Privacy Policy

At My CTO Friend, we take your privacy seriously. This Privacy Policy explains how we collect, use, disclose, and safeguard your information when you visit our website and use our services. Please read this policy carefully to understand our practices regarding your personal data and how we will treat it.

1. Information We Collect

Personal Information

• Name and contact details (email address, phone number)
• Company name and position
• Billing and payment information
• Communication preferences

Project Information

• Project descriptions and requirements
• Technical specifications and documentation
• Business goals and objectives

Technical Information

• IP address and browser information
• Device and operating system details
• Website usage data and analytics

2. How We Use Your Information

• To provide and maintain our CTO as a Service offerings
• To communicate with you about your projects and our services
• To process payments and manage billing
• To improve our services and develop new features
• To send you marketing communications (with your consent)
• To comply with legal obligations and protect our rights

3. Legal Basis for Processing

We process your personal data on the following legal grounds:

• Consent: When you have given clear consent for us to process your personal data for specific purposes
• Contract: Processing is necessary for the performance of a contract with you
• Legitimate Interests: Processing is necessary for our legitimate interests or those of a third party
• Legal Obligation: Processing is necessary to comply with the law

4. Data Sharing and Disclosure

We may share your information with:

• Service providers and business partners who assist in delivering our services
• Professional advisors (lawyers, accountants, auditors)
• Government authorities when required by law
• Potential buyers in case of business sale or merger

5. Data Security

We implement appropriate technical and organizational measures to protect your personal data, including:

• Encryption of data in transit and at rest
• Regular security assessments and updates
• Access controls and authentication measures
• Employee training on data protection

6. Data Retention

We retain your personal data only for as long as necessary to fulfill the purposes outlined in this policy, including:

• Active client data: Duration of the business relationship plus 7 years
• Marketing data: Until consent is withdrawn or 3 years of inactivity
• Technical logs: 90 days unless required for security investigations

7. Your Rights (GDPR)

Under the General Data Protection Regulation (GDPR), you have the following rights:

• Right to Access: Request copies of your personal data
• Right to Rectification: Request correction of inaccurate personal data
• Right to Erasure: Request deletion of your personal data
• Right to Restriction: Request restriction of processing your personal data
• Right to Data Portability: Request transfer of your data to another organization
• Right to Object: Object to processing of your personal data
• Right to Withdraw Consent: Withdraw consent at any time where processing is based on consent

To exercise any of these rights, please contact us through our contact form

8. Cookies and Tracking

We use cookies and similar tracking technologies to:

• Essential Cookies: Enable basic website functionality
• Analytics Cookies: Understand how visitors interact with our website
• Functional Cookies: Remember your preferences and personalize your experience

9. International Data Transfers

Your information may be transferred to and processed in countries other than your country of residence.

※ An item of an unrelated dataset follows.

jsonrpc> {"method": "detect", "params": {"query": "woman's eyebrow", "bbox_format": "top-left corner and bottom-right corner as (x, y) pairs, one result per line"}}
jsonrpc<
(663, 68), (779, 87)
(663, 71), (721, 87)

We ensure appropriate safeguards are in place for such transfers, including Standard Contractual Clauses approved by the European Commission.

10. Children's Privacy

Our services are not directed to individuals under 18 years of age. We do not knowingly collect personal information from children. If we become aware that we have collected personal data from a child, we will take steps to delete such information.

11. Changes to This Policy

We may update this Privacy Policy from time to time. We will notify you of any changes by posting the new Privacy Policy on this page and updating the 'Last Updated' date. Your continued use of our services after changes constitutes acceptance of the updated policy.